# Switching to Artificial Turf For Potty



## Maltese Adora-Belle (Jan 23, 2005)

I'm thinking very strongly of switching Belle from wee wee pad to Astro Turf. I wanted to know if anyone here has done this. Eventually, after Belle gets the concept I would be having her use the Astro Turf on an outside dog run that we have. She likes the grass to potty but ours is not in good condition and now the stickers are bugging her so she isn't going outside any more. She is beginning to go potty outside of her exercise pen in a very defiant manner right in front of me inside the house. Any thoughts or suggestions??


----------



## ourprettytessa (Apr 9, 2005)

one of my relative uses astro turf for her maltese but i think the smell is a major disadvantage. it doesn't have a deodorizer so it can get pretty smelly. maybe you can try a different brand of wee wee pads, they have different scents to them.


----------



## Maltese Adora-Belle (Jan 23, 2005)

Thanks Tessa's Mom. I have emailed the company that has advertised that their astro turf is great for dog runs for testimonies and also how you combat odor and clean. My husband saw an article in our paper about using it for dogs and that's where I started thinking about it.
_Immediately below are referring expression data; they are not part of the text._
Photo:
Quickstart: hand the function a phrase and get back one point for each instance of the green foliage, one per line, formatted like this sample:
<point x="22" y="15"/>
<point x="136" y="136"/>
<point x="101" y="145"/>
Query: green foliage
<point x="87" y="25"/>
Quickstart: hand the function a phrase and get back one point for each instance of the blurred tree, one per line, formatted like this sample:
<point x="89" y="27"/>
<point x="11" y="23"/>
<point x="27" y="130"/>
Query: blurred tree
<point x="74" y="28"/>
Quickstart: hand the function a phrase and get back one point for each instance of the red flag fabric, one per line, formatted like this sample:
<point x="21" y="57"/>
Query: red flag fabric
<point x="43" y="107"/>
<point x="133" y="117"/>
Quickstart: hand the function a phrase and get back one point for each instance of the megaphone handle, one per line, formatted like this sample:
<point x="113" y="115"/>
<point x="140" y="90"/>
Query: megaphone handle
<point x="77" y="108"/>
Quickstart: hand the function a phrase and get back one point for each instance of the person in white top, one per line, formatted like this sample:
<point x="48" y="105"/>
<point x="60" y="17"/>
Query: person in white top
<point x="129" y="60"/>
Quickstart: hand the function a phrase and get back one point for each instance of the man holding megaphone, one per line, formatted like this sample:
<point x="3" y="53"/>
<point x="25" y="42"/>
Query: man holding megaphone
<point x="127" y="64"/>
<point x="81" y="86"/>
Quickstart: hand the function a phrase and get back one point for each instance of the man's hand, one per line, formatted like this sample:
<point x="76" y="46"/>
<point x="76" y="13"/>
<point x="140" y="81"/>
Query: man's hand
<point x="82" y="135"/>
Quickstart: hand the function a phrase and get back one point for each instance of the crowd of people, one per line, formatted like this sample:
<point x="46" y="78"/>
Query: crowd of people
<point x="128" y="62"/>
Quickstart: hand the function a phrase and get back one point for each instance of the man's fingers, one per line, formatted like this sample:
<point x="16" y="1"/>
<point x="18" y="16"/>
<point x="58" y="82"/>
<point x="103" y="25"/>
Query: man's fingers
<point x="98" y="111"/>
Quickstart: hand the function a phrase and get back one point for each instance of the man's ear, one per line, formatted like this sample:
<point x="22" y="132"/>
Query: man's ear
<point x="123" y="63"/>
It would be outside the house on the side that has a dog run that I would like to use to train Belle to use rather than wee wee pads at all. I know it will take time if we try it to get her to give up the wee wee pads by gradually working with her to go to door to outside for potty. Hopefully the company will send me more information. Thanks for your input. I know without being able to clean daily it would be a problem even outside.~Jackie P.S. Since she is currently starting to have accidents as in defiant I thought that starting all over with the turf would be a good alternative. She would not be able to think that the carpet is a substitute for the soft wee wee pad. Grass is grass, I hope. Wish us luck if we decide to try this. It will be like starting all over but she just turned 1 so I see it as a possibility if I really work with her.


----------